# Thread: Solving for x, y, z, w in a matrix

1. ## Solving for x, y, z, w in a matrix

this is my 2nd question in over 12+ hours.

$\left[\begin{matrix}x+y&x+z\\y+z&w\end{matrix}\\]$

Equals

$\left[\begin{matrix}3&4\\5&4\end{matrix}\\]$

i got
x + y = 3 x+z = 5
y + z = 5 w=4

and i don't know what to do from there. text book is really horrible.
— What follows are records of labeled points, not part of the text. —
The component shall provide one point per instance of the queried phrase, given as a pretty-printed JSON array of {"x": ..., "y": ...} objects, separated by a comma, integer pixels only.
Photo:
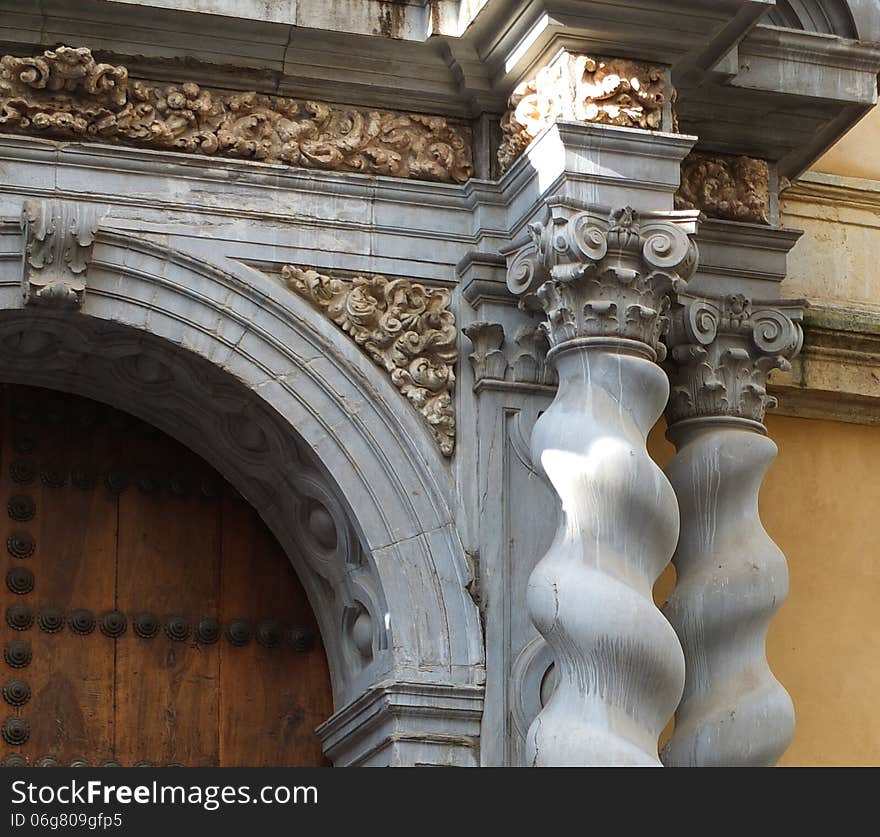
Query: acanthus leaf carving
[
  {"x": 403, "y": 326},
  {"x": 58, "y": 243},
  {"x": 495, "y": 359},
  {"x": 65, "y": 93},
  {"x": 601, "y": 274},
  {"x": 723, "y": 351},
  {"x": 726, "y": 187},
  {"x": 580, "y": 88}
]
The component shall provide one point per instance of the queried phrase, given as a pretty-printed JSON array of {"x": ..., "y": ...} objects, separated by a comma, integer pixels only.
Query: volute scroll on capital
[
  {"x": 604, "y": 274},
  {"x": 722, "y": 351}
]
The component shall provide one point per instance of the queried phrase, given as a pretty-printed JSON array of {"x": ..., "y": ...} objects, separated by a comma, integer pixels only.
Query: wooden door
[{"x": 149, "y": 615}]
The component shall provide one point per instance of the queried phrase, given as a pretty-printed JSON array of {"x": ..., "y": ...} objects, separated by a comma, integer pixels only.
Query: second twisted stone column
[
  {"x": 603, "y": 282},
  {"x": 732, "y": 577}
]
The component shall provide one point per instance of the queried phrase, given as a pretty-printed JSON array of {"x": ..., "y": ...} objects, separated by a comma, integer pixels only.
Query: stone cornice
[{"x": 66, "y": 94}]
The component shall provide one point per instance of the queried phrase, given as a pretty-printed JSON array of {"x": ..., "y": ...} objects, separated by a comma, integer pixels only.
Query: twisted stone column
[
  {"x": 604, "y": 285},
  {"x": 731, "y": 576}
]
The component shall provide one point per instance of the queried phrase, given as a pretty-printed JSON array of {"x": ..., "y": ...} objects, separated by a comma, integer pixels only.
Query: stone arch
[
  {"x": 310, "y": 432},
  {"x": 828, "y": 17}
]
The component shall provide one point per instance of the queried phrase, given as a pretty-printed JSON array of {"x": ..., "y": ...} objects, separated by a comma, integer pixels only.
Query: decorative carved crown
[
  {"x": 601, "y": 274},
  {"x": 723, "y": 351},
  {"x": 580, "y": 88}
]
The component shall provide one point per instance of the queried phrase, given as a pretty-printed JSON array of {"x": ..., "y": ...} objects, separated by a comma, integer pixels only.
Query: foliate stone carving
[
  {"x": 727, "y": 187},
  {"x": 405, "y": 328},
  {"x": 604, "y": 282},
  {"x": 731, "y": 576},
  {"x": 723, "y": 351},
  {"x": 65, "y": 93},
  {"x": 613, "y": 91},
  {"x": 601, "y": 275},
  {"x": 58, "y": 239},
  {"x": 495, "y": 359},
  {"x": 487, "y": 358}
]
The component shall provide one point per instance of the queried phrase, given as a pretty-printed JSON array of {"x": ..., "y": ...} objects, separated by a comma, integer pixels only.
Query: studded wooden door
[{"x": 149, "y": 615}]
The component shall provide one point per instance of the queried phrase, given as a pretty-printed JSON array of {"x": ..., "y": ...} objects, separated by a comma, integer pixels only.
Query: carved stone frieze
[
  {"x": 604, "y": 275},
  {"x": 65, "y": 93},
  {"x": 495, "y": 359},
  {"x": 727, "y": 187},
  {"x": 723, "y": 351},
  {"x": 58, "y": 244},
  {"x": 613, "y": 91},
  {"x": 405, "y": 328}
]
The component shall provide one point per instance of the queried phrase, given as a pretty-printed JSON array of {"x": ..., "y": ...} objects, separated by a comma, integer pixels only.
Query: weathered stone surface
[
  {"x": 603, "y": 280},
  {"x": 406, "y": 328},
  {"x": 611, "y": 91},
  {"x": 725, "y": 186},
  {"x": 731, "y": 577},
  {"x": 58, "y": 244},
  {"x": 723, "y": 351},
  {"x": 66, "y": 94}
]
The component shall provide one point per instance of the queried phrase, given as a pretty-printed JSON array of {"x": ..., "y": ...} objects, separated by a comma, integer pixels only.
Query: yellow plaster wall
[
  {"x": 820, "y": 502},
  {"x": 858, "y": 153}
]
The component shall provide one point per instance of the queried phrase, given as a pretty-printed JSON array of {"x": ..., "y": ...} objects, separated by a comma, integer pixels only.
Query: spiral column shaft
[
  {"x": 603, "y": 283},
  {"x": 619, "y": 666},
  {"x": 731, "y": 577}
]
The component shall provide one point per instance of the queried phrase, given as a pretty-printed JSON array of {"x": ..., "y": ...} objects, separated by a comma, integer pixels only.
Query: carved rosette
[
  {"x": 605, "y": 275},
  {"x": 612, "y": 91},
  {"x": 65, "y": 93},
  {"x": 731, "y": 577},
  {"x": 604, "y": 281},
  {"x": 406, "y": 328},
  {"x": 723, "y": 351},
  {"x": 58, "y": 245},
  {"x": 726, "y": 187}
]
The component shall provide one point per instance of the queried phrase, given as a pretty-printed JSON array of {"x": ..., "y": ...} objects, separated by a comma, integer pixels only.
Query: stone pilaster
[
  {"x": 731, "y": 576},
  {"x": 603, "y": 282}
]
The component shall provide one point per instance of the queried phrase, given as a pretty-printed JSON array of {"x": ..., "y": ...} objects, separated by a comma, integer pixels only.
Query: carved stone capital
[
  {"x": 495, "y": 359},
  {"x": 65, "y": 93},
  {"x": 58, "y": 244},
  {"x": 579, "y": 88},
  {"x": 726, "y": 187},
  {"x": 404, "y": 327},
  {"x": 722, "y": 351},
  {"x": 600, "y": 274}
]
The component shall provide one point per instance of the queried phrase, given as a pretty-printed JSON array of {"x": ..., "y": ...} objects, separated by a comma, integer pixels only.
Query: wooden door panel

2. u always look how u can easy ur task ... u can do like this (or any another)
$x+y=3 \to y=3-x$ 1)
$y+z=5$ 2)
$x+z=5 \to z=5-x$ 3)

1) and 3) in 2) ...

3. Thanks a million yeKciM

4. Originally Posted by mgrexGT1
this is my 2nd question in over 12+ hours.
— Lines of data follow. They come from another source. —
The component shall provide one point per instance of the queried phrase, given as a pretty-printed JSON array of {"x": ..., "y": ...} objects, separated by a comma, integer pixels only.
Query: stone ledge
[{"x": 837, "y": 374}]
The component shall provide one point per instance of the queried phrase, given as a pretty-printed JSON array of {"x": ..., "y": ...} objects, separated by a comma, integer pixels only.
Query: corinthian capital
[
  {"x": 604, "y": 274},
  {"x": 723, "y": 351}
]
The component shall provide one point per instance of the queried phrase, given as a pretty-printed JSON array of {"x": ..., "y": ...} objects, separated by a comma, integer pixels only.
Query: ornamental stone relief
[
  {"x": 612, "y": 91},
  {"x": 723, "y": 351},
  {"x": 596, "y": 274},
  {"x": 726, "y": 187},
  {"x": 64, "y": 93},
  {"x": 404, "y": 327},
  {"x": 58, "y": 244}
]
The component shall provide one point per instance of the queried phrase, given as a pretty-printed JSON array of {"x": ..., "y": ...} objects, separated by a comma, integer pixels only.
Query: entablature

$\left[\begin{matrix}x+y&x+z\\y+z&w\end{matrix}\\]$

Equals

$\left[\begin{matrix}3&4\\5&4\end{matrix}\\]$

i got
x + y = 3 x+z = 5
y + z = 5 w=4

and i don't know what to do from there. text book is really horrible.
You have four equations in four unknowns: x+ y= 3, x+ z= 5, y+ z= 5 and w= 4.
If you subtract the third equation from the second, you eliminate z: x+ z- (y+ z)= x- y= 0.
Can you solve the two equations x+ y= 3 and x- y= 0?